Hue, saturation etc.


----------



## silver163 (Apr 2, 2010)

can you be more specific in that regards?


----------



## I_amgomez (Apr 3, 2010)

Derrel said:


> Here's what it looks like to me. Main light is high, probably on a boom stand, positioned at about 12:30 to 1 o'clock and just slightly in front of the model; that creates the under-chin shadow, the shadow under her breast on the right hand side of the frame, and it creates the eye catchlights. The bright highlights on the sides of her are created by two flash heads, positioned slightly behind her, and lower than her waist level. I would probably use 20 degree grids on those flash heads, and also fit each head with a barn door set, to prevent light from striking the lens front. You can tell that the side lights are positioned slighly behind her by the darkness (shadows) on her belly area and ribcage area, and by the fact that her jawline on the left side of the photo is "hot",yet no light strikes the top of her head,etc. The side-lighting on the right hand side looks like it comes from a flash head that is a bit higher than the one on the camera-left side.
> 
> The backdrop looks like plain gray seamless paper.

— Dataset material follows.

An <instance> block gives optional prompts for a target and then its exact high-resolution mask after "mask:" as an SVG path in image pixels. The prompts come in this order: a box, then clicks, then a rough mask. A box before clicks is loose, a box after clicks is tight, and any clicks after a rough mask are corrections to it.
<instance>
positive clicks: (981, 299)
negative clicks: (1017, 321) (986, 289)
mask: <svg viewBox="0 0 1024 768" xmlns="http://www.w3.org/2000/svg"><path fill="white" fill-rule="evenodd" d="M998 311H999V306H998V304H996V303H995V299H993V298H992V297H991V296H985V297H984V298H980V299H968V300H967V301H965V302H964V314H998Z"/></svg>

 it looks as if 2 flash were used and the hue(all the colors in the picture) was either raised or lowered to bring out the skin.


----------



## silver163 (Apr 6, 2010)

molested_cow said:


> are you talking about the skin colors?
> 
> Hue, saturation etc.


yup but what about hte hue and saturation exactly?


----------



## silver163 (Apr 6, 2010)

Derrel said:


> Here's what it looks like to me. Main light is high, probably on a boom stand, positioned at about 12:30 to 1 o'clock and just slightly in front of the model; that creates the under-chin shadow, the shadow under her breast on the right hand side of the frame, and it creates the eye catchlights. The bright highlights on the sides of her are created by two flash heads, positioned slightly behind her, and lower than her waist level. I would probably use 20 degree grids on those flash heads, and also fit each head with a barn door set, to prevent light from striking the lens front. You can tell that the side lights are positioned slighly behind her by the darkness (shadows) on her belly area and ribcage area, and by the fact that her jawline on the left side of the photo is "hot",yet no light strikes the top of her head,etc. The side-lighting on the right hand side looks like it comes from a flash head that is a bit higher than the one on the camera-left side.
> 
> The backdrop looks like plain gray seamless paper.


is there a way to build those lights myself? a way to mimic that strength of the lights?


----------